Just because a vendor claims that cloud security is a priority doesn’t mean that their security practices are up to the challenge of warding off ever-evolving threats. For instance, everyone knows that they need to have an IPS in place, but does your vendor have a cloud-capable IPS?

“Many appliances have packet-inspection settings that are designed to fail on,” said Joe Anthony, Director of Security Product Management for IBM. If the device is overwhelmed with peak traffic or by, say, a flood of rich media, the bulk of the traffic will, by default, pass through with only small samples inspected for threats.

This shortcoming will typically be logged, alerting administrators to the problem, but how many will actually follow up? Anthony recommends IPS solutions with 20 GBps capabilities, at minimum, for public cloud environments.

Trust is another major concern. “In the cloud, previous outsiders quickly become insiders,” said Mike Gault, CEO of GuardTime, a provider of keyless signatures used to validate the integrity of data. “There is no distinction between the two. With all of the new risks inherent with cloud computing, it’s especially important to recalibrate trust. To be blunt, you really can’t trust anyone anymore.”
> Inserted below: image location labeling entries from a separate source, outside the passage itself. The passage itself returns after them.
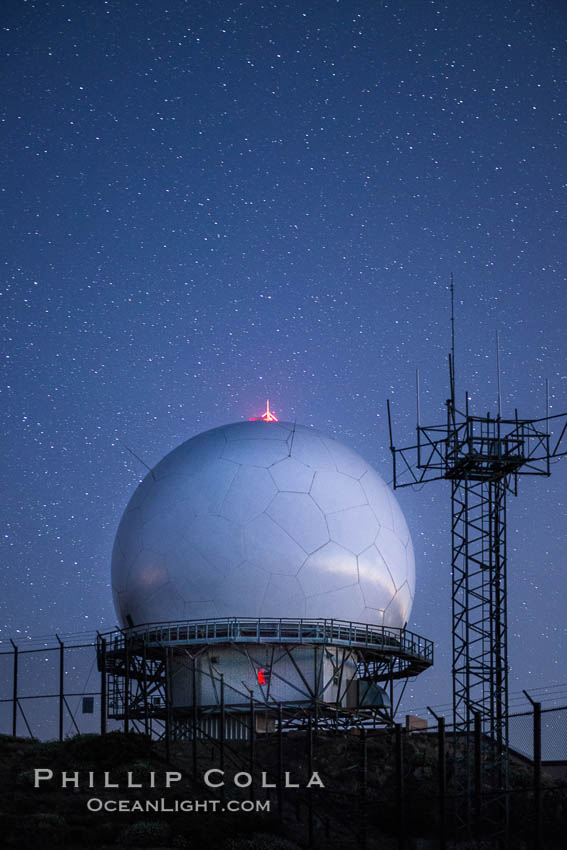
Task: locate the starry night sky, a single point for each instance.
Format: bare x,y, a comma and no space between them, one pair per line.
206,204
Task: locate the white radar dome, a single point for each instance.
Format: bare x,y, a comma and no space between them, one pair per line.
263,519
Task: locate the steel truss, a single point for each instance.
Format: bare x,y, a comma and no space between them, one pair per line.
136,666
483,457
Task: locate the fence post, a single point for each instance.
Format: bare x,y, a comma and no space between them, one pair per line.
363,787
222,721
103,686
400,787
167,694
537,836
61,684
126,683
194,717
15,691
252,743
442,778
310,772
280,761
477,775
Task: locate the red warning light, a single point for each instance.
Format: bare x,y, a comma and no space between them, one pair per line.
267,416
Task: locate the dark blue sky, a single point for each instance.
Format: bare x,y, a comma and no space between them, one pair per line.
204,204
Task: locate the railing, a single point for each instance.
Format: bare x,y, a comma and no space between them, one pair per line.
386,639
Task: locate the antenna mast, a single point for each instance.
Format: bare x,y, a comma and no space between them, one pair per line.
483,458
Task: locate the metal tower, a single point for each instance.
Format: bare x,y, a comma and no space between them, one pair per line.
483,457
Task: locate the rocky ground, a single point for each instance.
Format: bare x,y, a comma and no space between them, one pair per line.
357,807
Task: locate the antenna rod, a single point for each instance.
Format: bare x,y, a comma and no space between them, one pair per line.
140,459
547,404
452,339
498,375
390,424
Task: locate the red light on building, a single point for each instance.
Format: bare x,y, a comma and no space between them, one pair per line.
267,416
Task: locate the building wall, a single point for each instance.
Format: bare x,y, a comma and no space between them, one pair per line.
266,670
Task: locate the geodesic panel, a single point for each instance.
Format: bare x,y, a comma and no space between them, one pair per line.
399,608
348,599
300,517
353,528
268,546
376,582
250,493
263,519
265,453
244,580
334,491
378,497
291,475
329,568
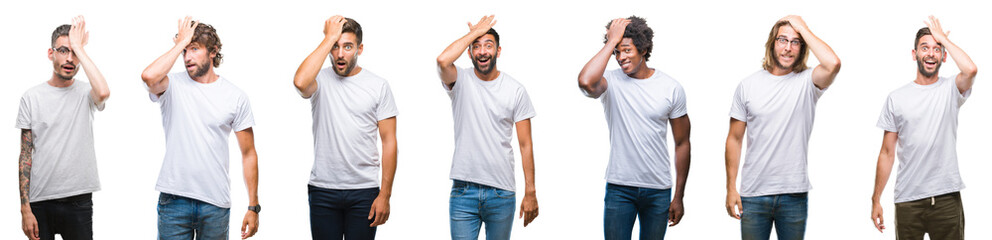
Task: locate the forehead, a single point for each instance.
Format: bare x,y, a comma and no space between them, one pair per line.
787,31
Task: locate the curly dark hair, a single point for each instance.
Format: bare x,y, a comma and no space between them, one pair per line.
638,31
207,36
60,31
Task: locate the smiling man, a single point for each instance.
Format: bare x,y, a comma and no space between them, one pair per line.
349,105
57,166
199,111
639,103
776,106
487,105
921,118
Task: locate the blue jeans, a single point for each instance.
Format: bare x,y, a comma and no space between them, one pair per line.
624,204
72,217
786,211
183,218
341,213
472,204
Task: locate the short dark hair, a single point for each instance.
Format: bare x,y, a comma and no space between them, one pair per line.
919,34
207,36
639,32
352,26
60,31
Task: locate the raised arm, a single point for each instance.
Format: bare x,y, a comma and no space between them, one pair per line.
155,75
886,157
249,162
78,37
306,75
823,74
528,207
446,61
380,206
29,225
968,69
591,79
680,133
735,140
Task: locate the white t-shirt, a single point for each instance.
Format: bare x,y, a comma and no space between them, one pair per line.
63,163
637,113
484,114
926,120
779,113
346,113
198,118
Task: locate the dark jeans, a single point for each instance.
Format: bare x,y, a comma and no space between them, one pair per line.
72,217
624,204
942,217
336,213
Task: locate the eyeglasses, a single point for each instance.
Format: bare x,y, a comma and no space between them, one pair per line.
64,51
782,41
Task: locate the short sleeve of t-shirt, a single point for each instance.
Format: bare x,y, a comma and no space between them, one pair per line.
387,106
524,109
243,118
678,102
737,109
886,119
24,114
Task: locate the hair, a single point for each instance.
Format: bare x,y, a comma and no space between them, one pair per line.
770,61
207,36
60,31
639,32
352,26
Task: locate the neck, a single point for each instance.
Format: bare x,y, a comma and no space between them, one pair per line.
209,77
924,80
488,77
56,81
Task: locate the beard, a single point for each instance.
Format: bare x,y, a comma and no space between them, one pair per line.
923,71
349,66
201,69
489,67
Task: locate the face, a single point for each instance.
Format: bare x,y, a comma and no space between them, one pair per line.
628,57
787,46
484,53
63,59
198,59
928,55
344,54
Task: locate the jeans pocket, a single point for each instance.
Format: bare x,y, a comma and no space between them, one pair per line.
500,193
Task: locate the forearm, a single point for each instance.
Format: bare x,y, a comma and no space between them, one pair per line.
306,74
157,71
250,165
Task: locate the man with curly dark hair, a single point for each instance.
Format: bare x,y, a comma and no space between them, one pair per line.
199,111
776,106
639,104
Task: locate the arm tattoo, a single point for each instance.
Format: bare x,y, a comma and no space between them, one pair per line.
24,164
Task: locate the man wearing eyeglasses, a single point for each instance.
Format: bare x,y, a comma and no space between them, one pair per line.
776,107
57,166
921,118
199,110
487,105
349,105
639,103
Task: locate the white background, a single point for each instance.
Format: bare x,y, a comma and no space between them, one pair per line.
707,46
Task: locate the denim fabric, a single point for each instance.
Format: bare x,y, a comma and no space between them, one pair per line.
182,218
624,204
71,217
786,211
473,204
341,213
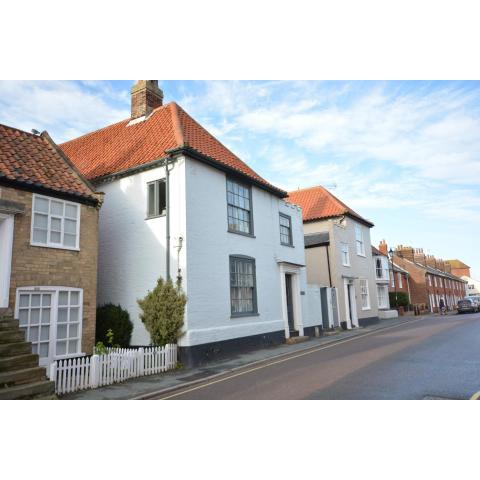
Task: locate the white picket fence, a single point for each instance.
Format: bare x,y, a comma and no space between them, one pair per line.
118,365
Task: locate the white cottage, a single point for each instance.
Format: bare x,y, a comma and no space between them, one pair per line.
179,203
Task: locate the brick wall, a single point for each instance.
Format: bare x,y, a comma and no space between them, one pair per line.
41,266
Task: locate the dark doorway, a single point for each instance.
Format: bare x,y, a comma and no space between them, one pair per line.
289,295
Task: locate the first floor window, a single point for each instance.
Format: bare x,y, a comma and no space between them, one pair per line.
345,255
286,230
365,297
51,319
55,223
239,206
243,294
157,199
382,291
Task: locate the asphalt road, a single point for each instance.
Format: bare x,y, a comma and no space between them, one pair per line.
428,358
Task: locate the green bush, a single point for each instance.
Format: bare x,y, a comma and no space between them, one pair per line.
162,312
402,299
114,318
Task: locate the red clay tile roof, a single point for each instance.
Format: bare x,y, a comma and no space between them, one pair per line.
35,161
318,203
119,147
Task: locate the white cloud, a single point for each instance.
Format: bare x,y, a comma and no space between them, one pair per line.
65,109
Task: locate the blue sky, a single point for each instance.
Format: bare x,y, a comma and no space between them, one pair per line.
404,154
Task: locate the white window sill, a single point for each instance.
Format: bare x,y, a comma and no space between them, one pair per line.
57,247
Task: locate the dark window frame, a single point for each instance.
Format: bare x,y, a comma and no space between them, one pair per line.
250,210
290,232
251,260
156,203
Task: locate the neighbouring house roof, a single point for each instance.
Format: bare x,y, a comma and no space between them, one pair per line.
35,162
125,145
316,239
376,251
318,203
457,264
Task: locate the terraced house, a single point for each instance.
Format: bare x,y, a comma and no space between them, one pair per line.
179,204
48,260
346,262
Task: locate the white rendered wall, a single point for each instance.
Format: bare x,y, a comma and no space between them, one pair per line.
209,246
132,248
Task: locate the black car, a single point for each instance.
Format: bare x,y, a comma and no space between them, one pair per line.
467,305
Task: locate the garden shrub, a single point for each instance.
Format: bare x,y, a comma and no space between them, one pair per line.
117,320
162,312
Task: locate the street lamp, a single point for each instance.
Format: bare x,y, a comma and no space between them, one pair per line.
390,254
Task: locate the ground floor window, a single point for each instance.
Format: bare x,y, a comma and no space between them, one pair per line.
52,320
243,289
364,294
382,296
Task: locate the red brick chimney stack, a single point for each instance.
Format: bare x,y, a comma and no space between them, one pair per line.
146,96
383,247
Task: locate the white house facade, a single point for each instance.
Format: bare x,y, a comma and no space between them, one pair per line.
234,241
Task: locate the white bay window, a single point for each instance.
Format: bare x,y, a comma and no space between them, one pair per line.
55,223
52,320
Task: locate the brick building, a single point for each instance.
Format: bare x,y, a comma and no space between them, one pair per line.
48,246
430,279
398,276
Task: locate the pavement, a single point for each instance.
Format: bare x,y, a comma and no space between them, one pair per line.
154,386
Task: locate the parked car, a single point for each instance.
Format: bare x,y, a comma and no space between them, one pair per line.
468,305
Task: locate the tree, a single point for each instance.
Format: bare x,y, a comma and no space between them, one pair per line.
162,312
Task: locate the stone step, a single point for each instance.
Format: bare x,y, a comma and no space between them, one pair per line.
15,348
27,391
12,336
18,362
19,377
299,339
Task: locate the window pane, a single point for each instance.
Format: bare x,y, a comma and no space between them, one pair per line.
40,221
72,346
61,348
71,211
151,199
69,240
56,208
34,316
162,198
74,298
63,298
23,317
41,205
61,331
62,315
39,236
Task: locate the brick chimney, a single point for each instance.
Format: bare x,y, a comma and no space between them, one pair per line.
383,247
420,257
146,96
405,252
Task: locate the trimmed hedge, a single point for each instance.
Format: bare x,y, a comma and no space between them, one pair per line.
117,319
402,299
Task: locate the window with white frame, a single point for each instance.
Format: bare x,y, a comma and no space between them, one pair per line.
286,230
365,297
52,320
55,223
243,288
239,206
382,291
345,254
359,240
157,198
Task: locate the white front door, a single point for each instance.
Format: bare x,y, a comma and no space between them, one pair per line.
6,244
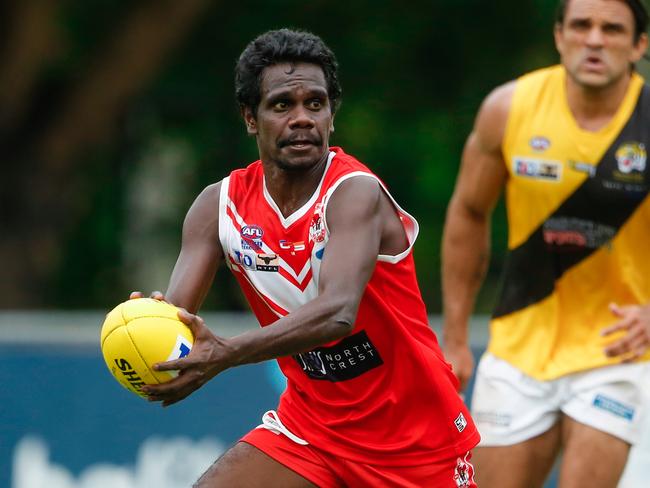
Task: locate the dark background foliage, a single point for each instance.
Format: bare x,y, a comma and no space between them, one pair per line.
115,114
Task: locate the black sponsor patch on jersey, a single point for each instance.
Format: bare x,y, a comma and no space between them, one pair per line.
347,359
586,221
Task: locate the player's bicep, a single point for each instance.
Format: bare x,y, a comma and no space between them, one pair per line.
355,227
200,253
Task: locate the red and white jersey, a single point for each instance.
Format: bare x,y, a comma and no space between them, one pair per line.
383,394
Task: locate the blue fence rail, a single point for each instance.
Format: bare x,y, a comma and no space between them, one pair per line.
66,423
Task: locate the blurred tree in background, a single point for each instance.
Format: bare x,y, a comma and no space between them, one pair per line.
115,114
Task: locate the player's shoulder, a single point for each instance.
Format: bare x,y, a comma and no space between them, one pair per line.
499,101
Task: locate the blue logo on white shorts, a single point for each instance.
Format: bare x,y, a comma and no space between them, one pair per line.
613,406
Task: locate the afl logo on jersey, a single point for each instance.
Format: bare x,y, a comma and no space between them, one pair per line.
539,143
631,156
251,237
317,226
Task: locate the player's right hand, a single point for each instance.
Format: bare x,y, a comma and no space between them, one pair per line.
209,356
461,358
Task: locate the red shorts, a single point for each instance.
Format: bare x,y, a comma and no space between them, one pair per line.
328,471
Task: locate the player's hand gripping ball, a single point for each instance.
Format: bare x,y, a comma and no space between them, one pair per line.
139,333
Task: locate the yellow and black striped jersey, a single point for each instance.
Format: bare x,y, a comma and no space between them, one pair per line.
579,226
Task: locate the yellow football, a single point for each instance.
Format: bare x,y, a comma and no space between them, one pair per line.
139,333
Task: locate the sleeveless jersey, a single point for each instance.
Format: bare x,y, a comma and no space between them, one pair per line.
381,395
579,227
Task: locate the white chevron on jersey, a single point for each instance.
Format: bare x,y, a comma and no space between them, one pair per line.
241,223
286,222
286,290
286,294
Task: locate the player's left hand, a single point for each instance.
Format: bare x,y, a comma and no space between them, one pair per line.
208,357
634,320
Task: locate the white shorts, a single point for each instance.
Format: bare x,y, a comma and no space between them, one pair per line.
509,406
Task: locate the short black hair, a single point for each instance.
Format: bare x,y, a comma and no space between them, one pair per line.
637,7
281,46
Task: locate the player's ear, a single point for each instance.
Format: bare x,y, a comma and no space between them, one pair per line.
249,120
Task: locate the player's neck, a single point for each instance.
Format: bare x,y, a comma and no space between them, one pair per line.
290,189
593,108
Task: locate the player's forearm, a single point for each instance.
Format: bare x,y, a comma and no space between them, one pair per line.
319,322
465,256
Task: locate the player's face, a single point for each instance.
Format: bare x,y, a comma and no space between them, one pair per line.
596,42
294,118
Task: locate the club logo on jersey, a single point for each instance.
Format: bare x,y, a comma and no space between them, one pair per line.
614,407
267,262
631,156
347,359
292,247
582,167
463,473
539,143
317,225
251,237
538,169
460,422
245,260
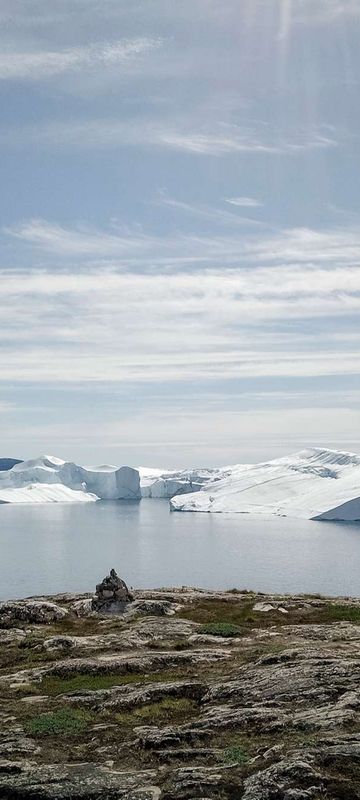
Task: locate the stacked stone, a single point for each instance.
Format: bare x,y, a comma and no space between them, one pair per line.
111,594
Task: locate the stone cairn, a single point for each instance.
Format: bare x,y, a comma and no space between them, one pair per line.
111,594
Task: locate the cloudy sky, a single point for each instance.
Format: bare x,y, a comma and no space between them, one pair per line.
180,229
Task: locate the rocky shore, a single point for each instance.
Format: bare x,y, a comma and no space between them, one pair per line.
177,694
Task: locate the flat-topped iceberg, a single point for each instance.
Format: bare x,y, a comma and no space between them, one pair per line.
45,493
167,484
103,482
312,484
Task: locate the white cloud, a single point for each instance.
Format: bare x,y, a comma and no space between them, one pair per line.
222,140
42,64
244,202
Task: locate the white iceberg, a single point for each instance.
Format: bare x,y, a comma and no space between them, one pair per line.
105,482
45,493
166,484
312,484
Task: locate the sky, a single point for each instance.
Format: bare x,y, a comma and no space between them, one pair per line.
179,229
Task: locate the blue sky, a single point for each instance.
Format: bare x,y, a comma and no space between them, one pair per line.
180,239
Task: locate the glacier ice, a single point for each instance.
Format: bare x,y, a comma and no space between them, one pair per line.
312,484
165,484
104,482
45,493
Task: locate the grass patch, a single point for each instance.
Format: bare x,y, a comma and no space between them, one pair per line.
235,612
63,722
241,613
169,709
85,681
225,629
336,612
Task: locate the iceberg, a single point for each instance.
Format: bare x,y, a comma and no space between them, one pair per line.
166,484
315,484
104,482
45,493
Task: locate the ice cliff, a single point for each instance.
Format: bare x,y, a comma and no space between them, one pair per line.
311,484
104,482
167,484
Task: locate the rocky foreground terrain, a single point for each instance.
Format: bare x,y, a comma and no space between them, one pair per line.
180,694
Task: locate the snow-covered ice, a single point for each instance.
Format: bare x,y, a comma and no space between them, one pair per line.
166,484
106,482
312,484
45,493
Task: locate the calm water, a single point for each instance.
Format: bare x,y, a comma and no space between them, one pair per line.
53,548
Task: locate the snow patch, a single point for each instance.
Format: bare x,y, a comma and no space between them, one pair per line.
311,484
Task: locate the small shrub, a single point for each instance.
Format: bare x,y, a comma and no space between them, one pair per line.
225,629
235,755
64,722
175,709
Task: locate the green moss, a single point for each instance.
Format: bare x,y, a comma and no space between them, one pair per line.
169,709
226,629
236,754
64,722
85,681
337,613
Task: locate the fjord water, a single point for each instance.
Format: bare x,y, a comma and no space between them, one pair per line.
52,548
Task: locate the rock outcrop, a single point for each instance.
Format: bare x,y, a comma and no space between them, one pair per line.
141,706
111,594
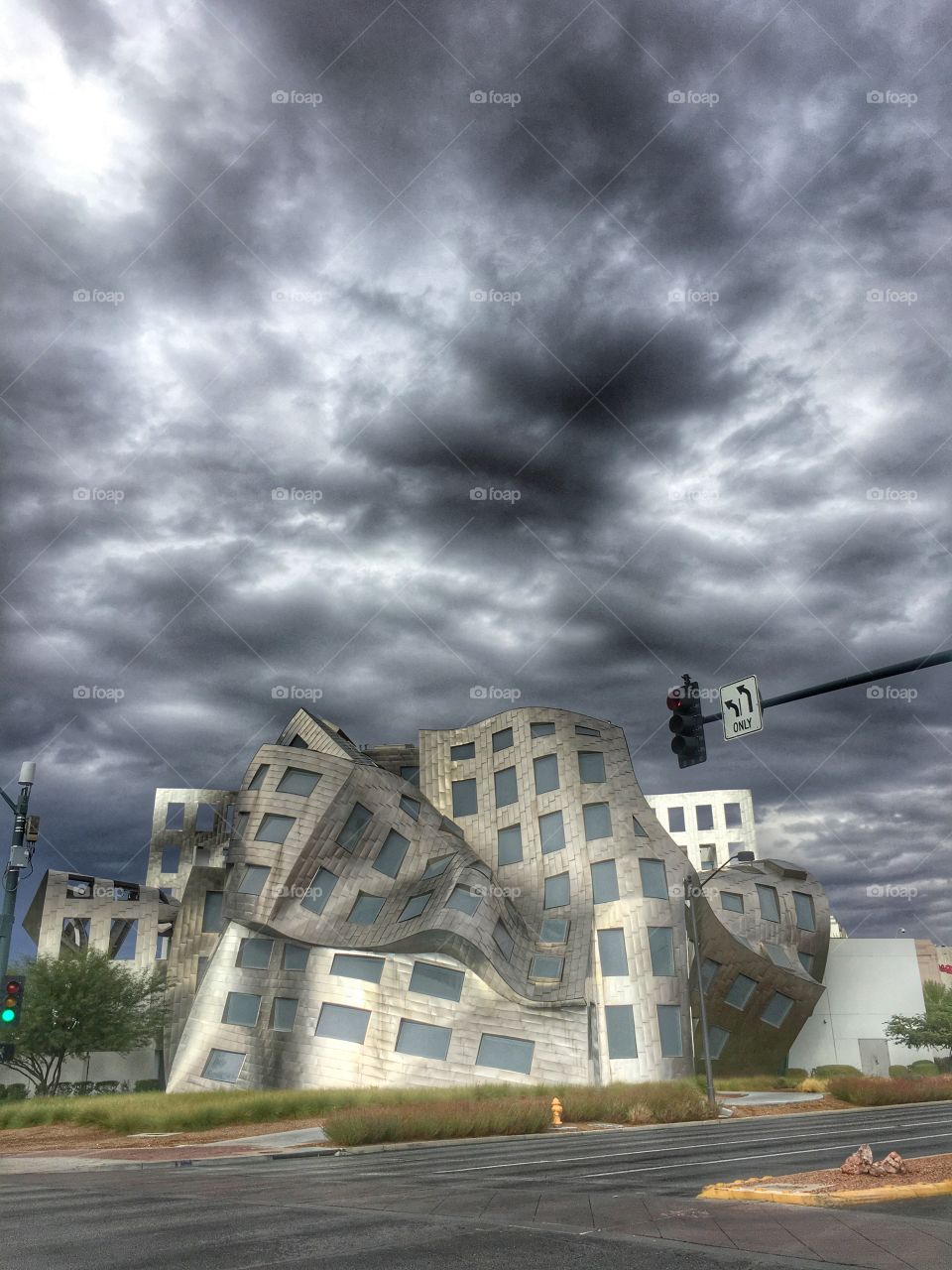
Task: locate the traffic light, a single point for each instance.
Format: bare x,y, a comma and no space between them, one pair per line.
684,703
12,1003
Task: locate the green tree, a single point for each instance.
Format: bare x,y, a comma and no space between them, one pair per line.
929,1030
76,1006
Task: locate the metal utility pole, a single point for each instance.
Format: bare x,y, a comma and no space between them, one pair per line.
21,856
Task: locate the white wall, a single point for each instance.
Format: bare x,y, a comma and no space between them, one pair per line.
867,980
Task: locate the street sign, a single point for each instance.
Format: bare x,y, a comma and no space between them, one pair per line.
742,711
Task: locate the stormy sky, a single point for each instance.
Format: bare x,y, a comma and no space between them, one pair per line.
286,282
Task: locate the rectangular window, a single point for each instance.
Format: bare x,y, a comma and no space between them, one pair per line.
770,906
777,1010
295,957
508,1053
806,916
436,980
241,1007
211,913
298,781
320,890
507,788
592,766
598,821
254,953
465,798
343,1023
620,1025
422,1040
284,1014
253,880
353,829
390,856
611,953
551,832
669,1032
222,1065
654,879
546,767
740,992
556,893
509,844
365,968
604,881
660,942
366,910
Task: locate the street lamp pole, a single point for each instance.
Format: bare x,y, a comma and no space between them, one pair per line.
19,858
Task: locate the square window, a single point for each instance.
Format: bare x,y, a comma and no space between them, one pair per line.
222,1065
284,1014
611,953
253,880
598,821
669,1032
320,890
353,829
806,916
295,957
556,893
546,772
620,1025
343,1023
551,832
422,1040
507,788
275,828
465,798
366,910
390,856
770,905
254,953
414,907
660,942
298,781
436,980
463,901
604,881
365,968
508,1053
592,766
777,1010
509,844
654,879
740,992
241,1007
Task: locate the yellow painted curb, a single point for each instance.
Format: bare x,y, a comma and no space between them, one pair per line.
826,1199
This means having security in place for data protection and integrity, to protect against data loss and to secure the application layer, not just the network and access.

4. How will I know that you are properly protecting my data?

Okay, so your vendor says that they have strong security. Now, prove it. What are the monitoring and logging policies? Who audits them for security compliance (and to what standards) and what sort of access will you have to those audits?

5. How can I trust that you’ll be a viable company in the long run?

Cloud computing has accelerated the challenges that incumbent providers face from upstarts and startups. It’s cheaper and easier to get a full-blown IT service up and running today than it was even a couple years ago.

With that sort of upheaval, though, comes uncertainty. You can be pretty confident that the old vendors you know and trust (and sometimes loathe) will be around to support and service you. If one of them implodes, that’s not even such a big concern because ISVs and various consultants will be able to step in.

Stability in the cloud is something that is still a ways off. “We’re a cloud provider, but a question we ask before adopting cloud or SaaS internally is ‘are you going to be around for the long haul?’” said Aaron Levie, co-founder and CEO of Box, a cloud content management provider.

If it’s a startup, how well are they funded and by whom? What is their exit strategy, be it independence or acquisition? How sound is the business model?

Of course, I asked Levie how he answered that question for Box. “We’re focused on being independent. Period,” he said. Levie noted that the company’s recent $48-million round of VC funding will be used to build out infrastructure, recruit more high-profile senior executive talent, build out a larger IT and support staff and expand the service portfolio. They currently have over 5 million users, and count more than 6,000 companies as customers, including 73% of the Fortune 500.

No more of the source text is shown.